As we all know, we are living in a digital world. A defining characteristic of this digital transformation is the technology we are seeing everywhere, most obviously, in the social realm. Even if we are not immersed in the technology industry, we can’t ignore how social media has transformed our everyday social interactions, both between individuals as well as between consumers and brands.
In terms of social media for business, the field started off focusing on marketing. However, after realizing the potential in other areas such as customer service, client relations, etc--smart business owners have adapted to make social a priority across multiple departments.
But there are two sides to every story. With every positive advancement comes certain negative side effects and while I would argue the benefits of using social media for business far outweigh the risks, it is important to explore the issues at hand in order to protect your brand from potential areas of conflict and get the most out of your social media customer service strategy.
The first element that comes to mind when I hear social media risk management are legal liabilities. It’s important to note that although social media is widely used for businesses, there are often certain legal precautions one should evaluate when you open social accounts for your business. This is especially true if you are in a highly regulated industry such as banking.
First of all, make sure your brand is trademarked and you own the rights to your name and social accounts. Otherwise, if someone else has the same name, copyright issues could be a problem. Not only that, but often times companies get burned when their employees or third party agency owns the rights to their social accounts. Avoid this predicament by keeping all rights in your name.
Next, make sure your employees are smart on social. If your employee bashes your company or writes something controversial, it could have ramifications for your organization. In addition, if they publish something that is viewed as overly promotional of your products or services without disclosing the fact that they are an employee, the FTC might want to investigate.

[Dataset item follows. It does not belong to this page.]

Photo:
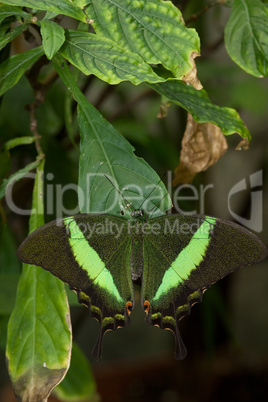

To protect yourself, outline your policies regarding social media and distribute it as a handbook for all employees. Unfortunately, 60% of companies fail to create such solutions and as a result, people are often unclear on what they can and cannot do online, making it more difficult to regulate.
Protecting your Brand’s Reputation with Social Media Risk Management
As we all know, by being in a public forum such as social media, there is always potential for dissatisfied customers or disgruntled ex-employees to rebuke your company openly in front of other customers. Not only is this embarrassing, but it also can make you lose credibility.
Unfortunately, we can’t control everything, especially on social media. Therefore the best way to combat this is by using your social accounts to establish credibility. This means, respond to all queries quickly and respectfully. Show your followers that you are actively looking for solutions to all problems, even if you have yet to find that solution. Be proactive with your customer service engagements and put your best foot forward, always showing positivity and sensitivity to your customer’s needs. These actions will speak louder than words.
Remember people are mostly logical. Therefore, if they see greater evidence of you being kind, genuine, and informative on social, they will be far more likely to dismiss unfavorable accusations.
Securing Social Accounts
Another legitimate concern when dealing with social media is the potential to be hacked. When hackers get ahold of your social media accounts, they can access information about your company, your customers, your product and more. What they choose to do with such information is anyone’s guess, but usually it’s not a great scenario. In addition to a breach of information, they can potentially damage your reputation by posting offensive content on social accounts including viruses.
Most recently, Linkedin hackers are selling 117 million private passwords--and all of this is just the tip of the iceberg when it comes to breaches. Prevent these disasters from happening by having a secure password that uses a combination of capital letters, numbers, and symbols. In addition, using a social media management system can safeguard your social accounts so that even if employees are working on your company’s account, they do not have full access to all your data. In the case you do get hacked, you should also find a way to remove all private information from compromised accounts so the hackers have nothing to work with. Remember to notify the site itself so they can take the right measures to ensure your information is as safe as possible.
Keep your Releases Top Secret
When you have a new product launch or exciting features to be released, you only want the information to go public when you're ready. But there have been instances when information was released to the public at inopportune times due to the wrong people getting ahold of a company’s social media accounts. Again, if you make sure your accounts are extremely secure, you can avoid these types of occurrences--and have time to make your launch something truly spectacular.
Social customer service can open a world of opportunity for each and every brand. With it, you can better understand your customers, guide them, and develop more meaningful relationships with them. However, in order to attain the major benefits of social customer service, you have to first be aware of the drawbacks so you can protect your company from threats. This way, you will be equipped to handle anything that comes in your way, and enjoy the wide range of advantages that social media provides.
More than a liability, social customer service is a tremendous opportunity. When you take advantage of all it has to offer you can adapt yourself to offer various channel options to suit each customer’s specific preferences. As a result you increase engagement, ROI, and provide a positive customer experience.